A seleção espanhola é uma metáfora daquilo que a Espanha pode ser quando toda a gente estiver disposta a aplicar os mesmos critérios que fundamentaram os êxitos do compromisso nacional. Seria bom que o entusiasmo geral pela seleção servisse de estímulo para a sociedade espanhola perante as dificuldades do momento e, inclusivamente, um motivo para exigir que o país trabalhe e se pareça com esse grupo de jovens —incluindo os Gasol, Nadal, Pedrosa, Alonso, Contador... — que estão a obrigar toda a gente, literalmente em todo o mundo, a falar de Espanha com admiração. E se o efeito exemplar não fosse suficiente, os êxitos da seleção levantaram o véu que tapava o desejo de se exprimir uma coisa tão essencial como o orgulho de se ser espanhol. Nada mais errado do que transformar este sentimento numa espécie de nacionalismo espanhol por oposição aos nacionalismos periféricos.
Mas também não seria razoável que esta fase de exibição da bandeira e das cores nacionais terminasse a partir de agora, como se o vermelho e o amarelo fossem as cores da seleção e não fossem as cores de Espanha. Seria uma maneira de recuperar um patriotismo positivo e construtivo, impossível de sentir quando os cidadãos se envergonham da sua bandeira como símbolo de união e identidade nacional. Esta explosão cívica de “espanholidade” deveria ser olhada pela sociedade como um valor enriquecedor, num momento em que a Espanha carece de bases firmes para uma recuperação que não é apenas económica. E também deveria ser corretamente interpretada pela classe política, à direita e à esquerda, como o reflexo de um país que, se não dá mais a cara, se não se mostra mais vezes com esta alegria, esta autoestima e esta certeza, talvez não tenha os dirigentes que merece para o fazer.
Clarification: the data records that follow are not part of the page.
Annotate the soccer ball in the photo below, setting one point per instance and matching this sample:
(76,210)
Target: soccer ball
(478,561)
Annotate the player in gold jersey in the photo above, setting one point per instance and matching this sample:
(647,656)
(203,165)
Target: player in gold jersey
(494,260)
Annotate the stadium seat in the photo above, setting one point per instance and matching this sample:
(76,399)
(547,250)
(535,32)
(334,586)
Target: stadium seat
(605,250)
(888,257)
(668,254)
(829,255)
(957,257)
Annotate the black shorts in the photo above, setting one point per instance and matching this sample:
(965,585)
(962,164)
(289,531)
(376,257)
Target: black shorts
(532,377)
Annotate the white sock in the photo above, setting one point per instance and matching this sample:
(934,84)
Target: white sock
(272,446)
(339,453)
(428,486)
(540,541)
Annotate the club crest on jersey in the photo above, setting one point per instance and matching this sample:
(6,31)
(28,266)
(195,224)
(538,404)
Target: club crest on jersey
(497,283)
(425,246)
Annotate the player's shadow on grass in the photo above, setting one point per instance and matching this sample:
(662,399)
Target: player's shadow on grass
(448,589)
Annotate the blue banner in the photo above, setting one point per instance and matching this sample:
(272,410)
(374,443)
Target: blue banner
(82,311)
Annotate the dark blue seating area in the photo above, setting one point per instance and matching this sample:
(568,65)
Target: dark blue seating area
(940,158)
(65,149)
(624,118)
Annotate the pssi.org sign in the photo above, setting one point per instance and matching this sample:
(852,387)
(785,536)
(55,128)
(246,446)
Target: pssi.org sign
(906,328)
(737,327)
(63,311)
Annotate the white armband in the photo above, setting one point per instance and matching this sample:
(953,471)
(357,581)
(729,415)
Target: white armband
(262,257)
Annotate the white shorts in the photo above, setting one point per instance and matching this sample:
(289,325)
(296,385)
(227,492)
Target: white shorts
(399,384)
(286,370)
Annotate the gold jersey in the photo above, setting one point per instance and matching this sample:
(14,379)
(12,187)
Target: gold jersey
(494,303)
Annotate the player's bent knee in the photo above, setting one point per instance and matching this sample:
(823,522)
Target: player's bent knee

Foi preciso esperar por um Mundial de futebol para se gerar um estado de ânimo perante a adversidade, um sentimento de patriotismo integrador. Pois muito bem! Teve de ser a seleção nacional a mostrar aos espanhóis que, como Nação, não há limites para além dos que impõe a si própria.
Opinião
Um modelo de sociedade
Com o êxito de uma “verdadeira integração de oito jogadores procedentes do futebol catalão, a equipa nacional espanhola“ deu o bom exemplo daquilo que [o filósofo espanhol] Ortega definiu como uma nação: ‘Um estimulante projeto de vida em comum'”, considera, no diário [El Mundo](http://www.elmundo.es/), o catedrático Ignacio Garcia de Leániz. Para este sociólogo de Comportamento Humano, os Roja “deram um inestimável prestígio à Espanha como marca, num momento crítico”, demonstrando “produtividade, qualidade e inovação […], três dimensões que faltam atualmente à nossa economia”. Quanto ao selecionador nacional, Vicente del Bosque, manifestou, segundo Garcia de Leániz, “uma liderança calma e deu uma lição de prudência”. O que, quanto a ele, é o oposto do que a Espanha tem demonstrado nos últimos anos: “um triunfo do parecer sobre o ser, que explica a profunda crise económica, social e institucional que sofremos”.